The report recommended South Asian countries, Bangladesh, India, Maldives, Pakistan, and Sri Lanka, to build greater private sector participation, improve governance of port authorities and create more competition within and between ports.
“Experience from across the globe, including the South Asian experience, indicates that a comprehensive approach that tackles several interrelated angles yields greater benefits than isolated improvements,” said Karla Gonzalez Carvajal, South Asia Manager, Transport and ICT Global Practice at the World Bank.
While some South Asian countries took great strides to improve performance at container ports amid a worldwide boom in sea-borne trade, the region as a whole has lagged and its ports are seen as expensive and slow, the report said.

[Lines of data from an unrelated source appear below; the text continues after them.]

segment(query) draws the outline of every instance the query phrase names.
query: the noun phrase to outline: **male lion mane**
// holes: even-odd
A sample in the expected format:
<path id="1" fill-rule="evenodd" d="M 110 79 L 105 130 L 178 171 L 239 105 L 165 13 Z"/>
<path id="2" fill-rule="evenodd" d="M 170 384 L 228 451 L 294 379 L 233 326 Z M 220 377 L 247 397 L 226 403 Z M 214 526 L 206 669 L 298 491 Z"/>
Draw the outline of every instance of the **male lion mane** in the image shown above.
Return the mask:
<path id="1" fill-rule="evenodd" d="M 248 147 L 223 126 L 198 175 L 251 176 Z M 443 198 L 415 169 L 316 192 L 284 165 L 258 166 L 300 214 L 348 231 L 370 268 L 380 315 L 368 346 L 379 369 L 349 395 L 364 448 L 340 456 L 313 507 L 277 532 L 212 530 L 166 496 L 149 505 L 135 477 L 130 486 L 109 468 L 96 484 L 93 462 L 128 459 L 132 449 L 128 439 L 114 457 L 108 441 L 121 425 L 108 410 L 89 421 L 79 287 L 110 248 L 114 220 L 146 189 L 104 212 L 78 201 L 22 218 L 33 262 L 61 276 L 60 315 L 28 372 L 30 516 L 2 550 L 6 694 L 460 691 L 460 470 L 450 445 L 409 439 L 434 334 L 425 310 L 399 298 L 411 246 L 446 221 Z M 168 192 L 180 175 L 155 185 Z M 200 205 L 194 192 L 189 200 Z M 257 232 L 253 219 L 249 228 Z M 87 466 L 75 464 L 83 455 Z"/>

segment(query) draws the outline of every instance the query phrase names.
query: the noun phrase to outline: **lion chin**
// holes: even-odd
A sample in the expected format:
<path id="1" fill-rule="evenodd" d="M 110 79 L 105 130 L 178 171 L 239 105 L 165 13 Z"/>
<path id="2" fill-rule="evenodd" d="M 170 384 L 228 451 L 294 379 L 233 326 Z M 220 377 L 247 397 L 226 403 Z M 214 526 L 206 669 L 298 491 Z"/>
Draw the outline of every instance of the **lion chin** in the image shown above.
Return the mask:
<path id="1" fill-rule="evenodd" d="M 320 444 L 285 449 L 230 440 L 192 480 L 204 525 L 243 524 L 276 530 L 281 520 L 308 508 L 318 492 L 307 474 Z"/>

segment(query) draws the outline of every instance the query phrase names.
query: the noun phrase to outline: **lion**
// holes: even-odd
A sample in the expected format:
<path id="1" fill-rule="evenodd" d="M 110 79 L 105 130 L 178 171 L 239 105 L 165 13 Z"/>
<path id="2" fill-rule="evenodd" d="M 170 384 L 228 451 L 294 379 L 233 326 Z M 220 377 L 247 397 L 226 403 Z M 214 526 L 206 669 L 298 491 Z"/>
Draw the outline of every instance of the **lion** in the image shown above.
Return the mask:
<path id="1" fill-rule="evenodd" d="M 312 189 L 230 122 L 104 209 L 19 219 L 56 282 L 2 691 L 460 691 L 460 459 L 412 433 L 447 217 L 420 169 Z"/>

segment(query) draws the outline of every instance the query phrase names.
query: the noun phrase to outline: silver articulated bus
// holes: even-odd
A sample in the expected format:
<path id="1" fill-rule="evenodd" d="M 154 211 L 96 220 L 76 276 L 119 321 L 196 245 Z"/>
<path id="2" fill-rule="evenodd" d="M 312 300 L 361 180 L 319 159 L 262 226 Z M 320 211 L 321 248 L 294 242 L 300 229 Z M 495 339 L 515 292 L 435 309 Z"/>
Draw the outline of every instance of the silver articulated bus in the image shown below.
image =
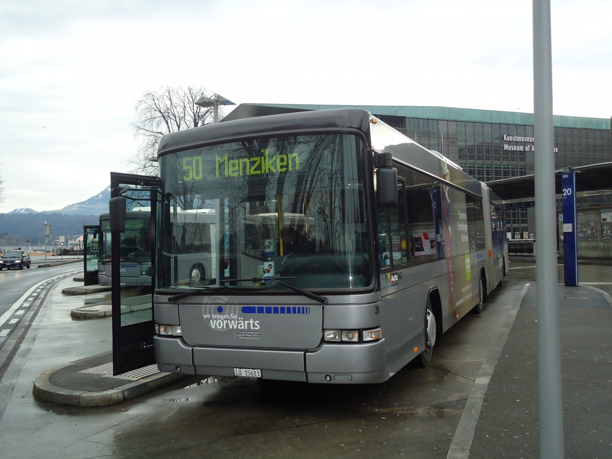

“Specifically Colombo in Sri Lanka, the fast-expanding Mundra and Jawaharlal Nehru Port in India and Port Qasim in Pakistan – improved the use of their facilities in the decade after 2000,” said the report, Competitiveness of South Asia’s Container Ports – a Comprehensive Assessment of Performance, Drivers and Costs.
“While India’s Mumbai and Tuticorin fell behind. Chittagong (Bangladesh) and Kolkata (India) had the longest vessel turnaround times in the region.”
The study of the status, structure and deficiencies of the region’s container ports found that if ports in Bangladesh, India and Pakistan had been as efficient as those of Sri Lanka it could have cut shipping costs by up to nearly 9 percent, boosting the value of the region’s exports by up to 7 percent.
As China is shifting out of labor-intensive sectors such as apparel, South Asia has the potential to capture a growing share of the global market.